We will give you this key in the workshop. __The key will be deactivated after the workshop!__

You can then grab the key using python:

In [4]:
from dotenv import load_dotenv
import os

load_dotenv()

OPENAI_API_KEY = os.getenv("OPENAI_API_KEY")

In [5]:
from openai import OpenAI

client = OpenAI()

## (3–10 min) Chat Completions and a First Conjecture

---


Calling a model is simple

We'll start with a *deliberately* loose prompt so we can see what goes wrong.

In [6]:
MODEL = "gpt-4o-mini"

system_prompt = "You are a helpful assistant."
user_query = "Give me an interesting conjecture about graphs."

response = client.chat.completions.create(
  model=MODEL,
  messages=[
    {"role": "system", "content": system_prompt},
    {"role": "user", "content": user_query},
  ]
)

print(response.choices[0].message.content)

One interesting conjecture in the field of graph theory is the **Hadwiger Conjecture**. 

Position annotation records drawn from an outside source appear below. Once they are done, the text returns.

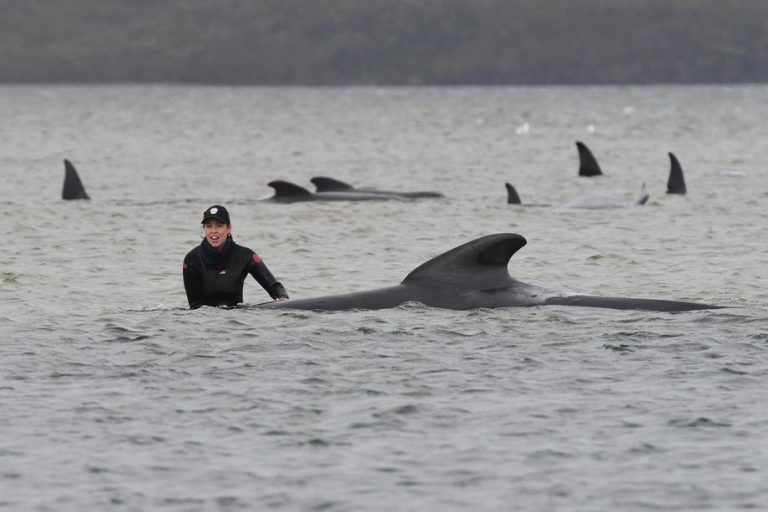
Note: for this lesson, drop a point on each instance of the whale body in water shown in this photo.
(474, 275)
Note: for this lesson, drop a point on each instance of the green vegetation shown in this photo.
(384, 41)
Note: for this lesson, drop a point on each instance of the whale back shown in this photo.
(287, 191)
(325, 184)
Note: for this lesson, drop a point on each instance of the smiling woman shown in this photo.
(215, 270)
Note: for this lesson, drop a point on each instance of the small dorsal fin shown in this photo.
(642, 197)
(73, 187)
(512, 196)
(483, 261)
(676, 182)
(588, 165)
(288, 189)
(324, 184)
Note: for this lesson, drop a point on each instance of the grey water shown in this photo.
(115, 396)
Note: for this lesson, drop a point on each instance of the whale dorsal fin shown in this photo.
(73, 187)
(481, 263)
(642, 196)
(676, 182)
(512, 196)
(288, 189)
(324, 184)
(588, 165)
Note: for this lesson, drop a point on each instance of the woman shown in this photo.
(215, 270)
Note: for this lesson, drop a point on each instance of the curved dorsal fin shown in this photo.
(642, 197)
(324, 184)
(287, 189)
(588, 165)
(512, 196)
(676, 182)
(479, 263)
(73, 187)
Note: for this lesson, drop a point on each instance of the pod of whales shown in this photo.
(330, 189)
(287, 192)
(675, 185)
(474, 275)
(73, 187)
(325, 184)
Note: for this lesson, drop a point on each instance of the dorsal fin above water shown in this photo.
(325, 184)
(676, 182)
(642, 196)
(288, 189)
(481, 262)
(588, 165)
(512, 195)
(73, 187)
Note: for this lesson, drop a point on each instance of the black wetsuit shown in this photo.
(215, 278)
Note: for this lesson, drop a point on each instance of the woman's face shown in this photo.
(216, 232)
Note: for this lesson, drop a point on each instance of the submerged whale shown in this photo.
(325, 184)
(287, 192)
(589, 202)
(73, 187)
(474, 275)
(588, 165)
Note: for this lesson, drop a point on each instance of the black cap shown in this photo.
(216, 212)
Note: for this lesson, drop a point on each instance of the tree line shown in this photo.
(387, 42)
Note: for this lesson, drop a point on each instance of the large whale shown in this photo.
(73, 187)
(287, 192)
(325, 184)
(589, 202)
(474, 275)
(588, 165)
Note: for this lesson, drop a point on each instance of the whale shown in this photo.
(596, 202)
(470, 276)
(326, 184)
(287, 192)
(73, 187)
(588, 165)
(676, 181)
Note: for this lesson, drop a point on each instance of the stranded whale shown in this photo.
(73, 187)
(474, 275)
(325, 184)
(589, 202)
(676, 182)
(588, 165)
(287, 192)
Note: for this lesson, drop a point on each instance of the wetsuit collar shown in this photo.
(217, 259)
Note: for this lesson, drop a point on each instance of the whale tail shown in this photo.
(676, 182)
(325, 184)
(512, 195)
(73, 187)
(588, 165)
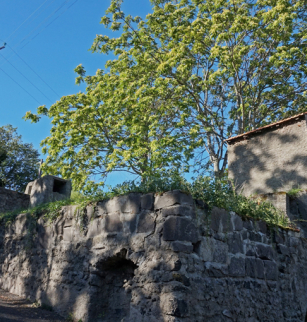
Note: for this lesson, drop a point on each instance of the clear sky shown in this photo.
(46, 40)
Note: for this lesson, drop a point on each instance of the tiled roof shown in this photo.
(245, 135)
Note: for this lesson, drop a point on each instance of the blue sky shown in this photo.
(50, 37)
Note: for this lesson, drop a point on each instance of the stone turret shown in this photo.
(48, 188)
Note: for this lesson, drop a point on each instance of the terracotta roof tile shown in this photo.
(260, 129)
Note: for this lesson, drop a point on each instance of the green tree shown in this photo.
(184, 79)
(18, 160)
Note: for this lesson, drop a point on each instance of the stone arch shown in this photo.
(110, 282)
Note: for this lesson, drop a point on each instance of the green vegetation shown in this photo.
(18, 160)
(294, 192)
(189, 75)
(213, 193)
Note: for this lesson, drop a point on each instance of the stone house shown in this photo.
(270, 161)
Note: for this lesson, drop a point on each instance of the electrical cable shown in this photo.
(19, 85)
(26, 78)
(32, 18)
(27, 19)
(54, 12)
(33, 71)
(47, 25)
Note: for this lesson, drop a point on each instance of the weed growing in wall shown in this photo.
(217, 193)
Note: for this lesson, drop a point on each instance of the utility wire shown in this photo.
(54, 12)
(19, 85)
(26, 78)
(48, 24)
(33, 71)
(27, 19)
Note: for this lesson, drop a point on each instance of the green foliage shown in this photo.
(217, 193)
(184, 79)
(18, 160)
(294, 192)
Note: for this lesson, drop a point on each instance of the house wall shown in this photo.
(270, 161)
(149, 258)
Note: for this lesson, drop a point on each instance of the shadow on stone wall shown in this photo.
(78, 270)
(167, 261)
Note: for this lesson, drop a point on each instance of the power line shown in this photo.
(60, 7)
(34, 71)
(19, 85)
(27, 78)
(48, 24)
(27, 19)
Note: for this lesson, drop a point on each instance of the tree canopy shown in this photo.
(18, 160)
(189, 75)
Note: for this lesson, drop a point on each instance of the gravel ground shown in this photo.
(16, 309)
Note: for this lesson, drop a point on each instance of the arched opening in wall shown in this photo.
(110, 300)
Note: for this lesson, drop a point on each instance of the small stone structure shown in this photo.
(149, 258)
(12, 200)
(48, 188)
(270, 159)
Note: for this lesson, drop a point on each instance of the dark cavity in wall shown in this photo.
(111, 297)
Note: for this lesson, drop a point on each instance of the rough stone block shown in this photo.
(182, 247)
(235, 243)
(284, 250)
(254, 236)
(237, 266)
(174, 306)
(206, 249)
(248, 224)
(262, 226)
(254, 268)
(146, 222)
(178, 228)
(237, 222)
(113, 223)
(68, 233)
(95, 227)
(271, 272)
(48, 188)
(131, 203)
(147, 201)
(21, 224)
(221, 220)
(178, 210)
(264, 252)
(220, 252)
(172, 198)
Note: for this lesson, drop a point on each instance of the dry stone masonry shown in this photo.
(12, 200)
(146, 257)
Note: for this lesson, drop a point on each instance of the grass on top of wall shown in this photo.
(213, 193)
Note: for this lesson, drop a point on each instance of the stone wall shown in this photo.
(12, 200)
(272, 160)
(156, 258)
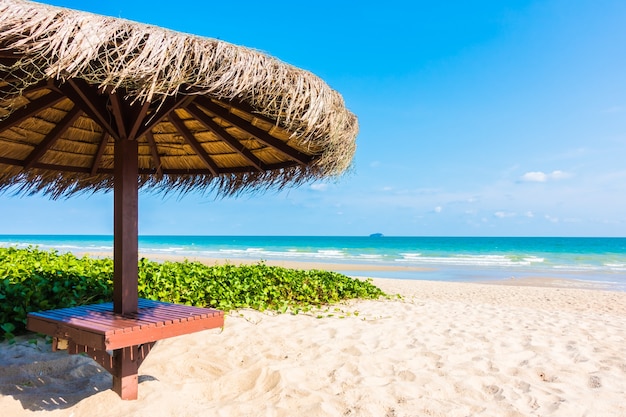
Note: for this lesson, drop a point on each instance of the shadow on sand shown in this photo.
(43, 380)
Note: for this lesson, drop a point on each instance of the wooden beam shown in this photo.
(191, 140)
(104, 140)
(223, 135)
(163, 110)
(52, 137)
(92, 103)
(139, 116)
(259, 134)
(31, 109)
(125, 229)
(155, 154)
(119, 114)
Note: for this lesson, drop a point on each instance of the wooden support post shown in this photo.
(125, 293)
(125, 372)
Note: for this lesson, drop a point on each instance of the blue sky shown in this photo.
(477, 118)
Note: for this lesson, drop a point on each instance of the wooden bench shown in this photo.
(96, 330)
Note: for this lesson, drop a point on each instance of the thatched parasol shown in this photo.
(91, 103)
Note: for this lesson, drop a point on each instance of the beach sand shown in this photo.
(443, 349)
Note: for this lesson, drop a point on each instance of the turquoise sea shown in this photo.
(594, 260)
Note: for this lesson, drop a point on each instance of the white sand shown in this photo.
(446, 349)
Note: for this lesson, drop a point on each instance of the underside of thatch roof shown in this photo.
(205, 114)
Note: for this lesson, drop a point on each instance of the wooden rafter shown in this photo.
(52, 137)
(191, 140)
(163, 110)
(258, 134)
(92, 103)
(119, 115)
(30, 110)
(155, 154)
(104, 140)
(221, 133)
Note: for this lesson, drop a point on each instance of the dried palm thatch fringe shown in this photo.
(150, 64)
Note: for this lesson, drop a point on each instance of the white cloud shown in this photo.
(504, 214)
(538, 176)
(534, 177)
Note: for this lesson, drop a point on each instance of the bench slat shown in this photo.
(98, 327)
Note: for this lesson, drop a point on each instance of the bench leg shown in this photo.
(125, 372)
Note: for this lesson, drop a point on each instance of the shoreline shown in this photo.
(443, 348)
(544, 280)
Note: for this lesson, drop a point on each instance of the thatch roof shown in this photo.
(206, 114)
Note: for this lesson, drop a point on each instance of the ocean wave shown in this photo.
(472, 260)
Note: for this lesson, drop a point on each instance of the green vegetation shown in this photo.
(33, 280)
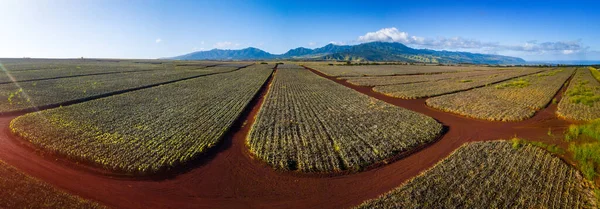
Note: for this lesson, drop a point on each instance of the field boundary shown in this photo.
(85, 99)
(73, 76)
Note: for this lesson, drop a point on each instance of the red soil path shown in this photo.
(231, 178)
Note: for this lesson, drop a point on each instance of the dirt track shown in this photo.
(230, 178)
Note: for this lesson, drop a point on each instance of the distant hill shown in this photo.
(373, 51)
(250, 53)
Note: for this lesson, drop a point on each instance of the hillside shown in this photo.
(373, 51)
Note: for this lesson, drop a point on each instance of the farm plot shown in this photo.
(27, 95)
(493, 175)
(149, 130)
(312, 124)
(512, 100)
(8, 76)
(21, 191)
(289, 66)
(582, 99)
(435, 88)
(392, 80)
(387, 70)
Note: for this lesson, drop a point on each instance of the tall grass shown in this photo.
(586, 154)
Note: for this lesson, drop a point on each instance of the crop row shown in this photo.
(26, 95)
(493, 175)
(511, 100)
(387, 70)
(8, 75)
(21, 191)
(312, 124)
(582, 99)
(149, 130)
(435, 88)
(392, 80)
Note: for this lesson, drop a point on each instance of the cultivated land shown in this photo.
(202, 141)
(493, 175)
(391, 80)
(456, 84)
(311, 124)
(21, 191)
(386, 70)
(149, 130)
(512, 100)
(582, 99)
(27, 95)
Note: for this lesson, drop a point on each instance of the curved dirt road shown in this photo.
(230, 178)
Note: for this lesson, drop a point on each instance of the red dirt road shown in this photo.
(231, 178)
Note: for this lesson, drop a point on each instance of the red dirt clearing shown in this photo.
(231, 178)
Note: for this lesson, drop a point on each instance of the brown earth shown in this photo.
(228, 177)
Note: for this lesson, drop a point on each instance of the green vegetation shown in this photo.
(120, 132)
(586, 152)
(511, 100)
(312, 124)
(28, 95)
(18, 190)
(582, 99)
(440, 87)
(384, 70)
(393, 80)
(517, 83)
(581, 94)
(552, 148)
(595, 72)
(493, 175)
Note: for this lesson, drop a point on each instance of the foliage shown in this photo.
(119, 132)
(460, 76)
(312, 124)
(582, 99)
(384, 70)
(517, 83)
(587, 154)
(28, 95)
(506, 103)
(493, 175)
(552, 148)
(440, 87)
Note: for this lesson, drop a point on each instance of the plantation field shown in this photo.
(582, 99)
(312, 124)
(493, 175)
(512, 100)
(149, 130)
(18, 190)
(451, 85)
(28, 95)
(14, 75)
(391, 80)
(387, 70)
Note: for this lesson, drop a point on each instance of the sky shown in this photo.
(533, 30)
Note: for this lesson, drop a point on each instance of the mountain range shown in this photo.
(372, 51)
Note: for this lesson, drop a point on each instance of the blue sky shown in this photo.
(533, 30)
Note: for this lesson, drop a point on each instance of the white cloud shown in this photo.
(337, 42)
(386, 35)
(459, 43)
(226, 45)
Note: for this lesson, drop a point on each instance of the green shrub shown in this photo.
(519, 83)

**Hadwiger Conjecture**: For every positive integer \( k \), if a graph \( G \) is planar, then it can be colored with \( k \) colors if and only if \( G \) does not contain \( K_{k+1} \) as a minor.

This conjecture relates to the concept of graph minors and coloring. It essentially claims that the ability to color a planar graph with \( k \) colors is equivalent to the absence of a complete graph \( K_{k+1} \) as a minor. The conjecture has been proven for small values of \( k \) (such as \( k = 1, 2, 3, 4 \)), but remains open for \( k \geq 5 \).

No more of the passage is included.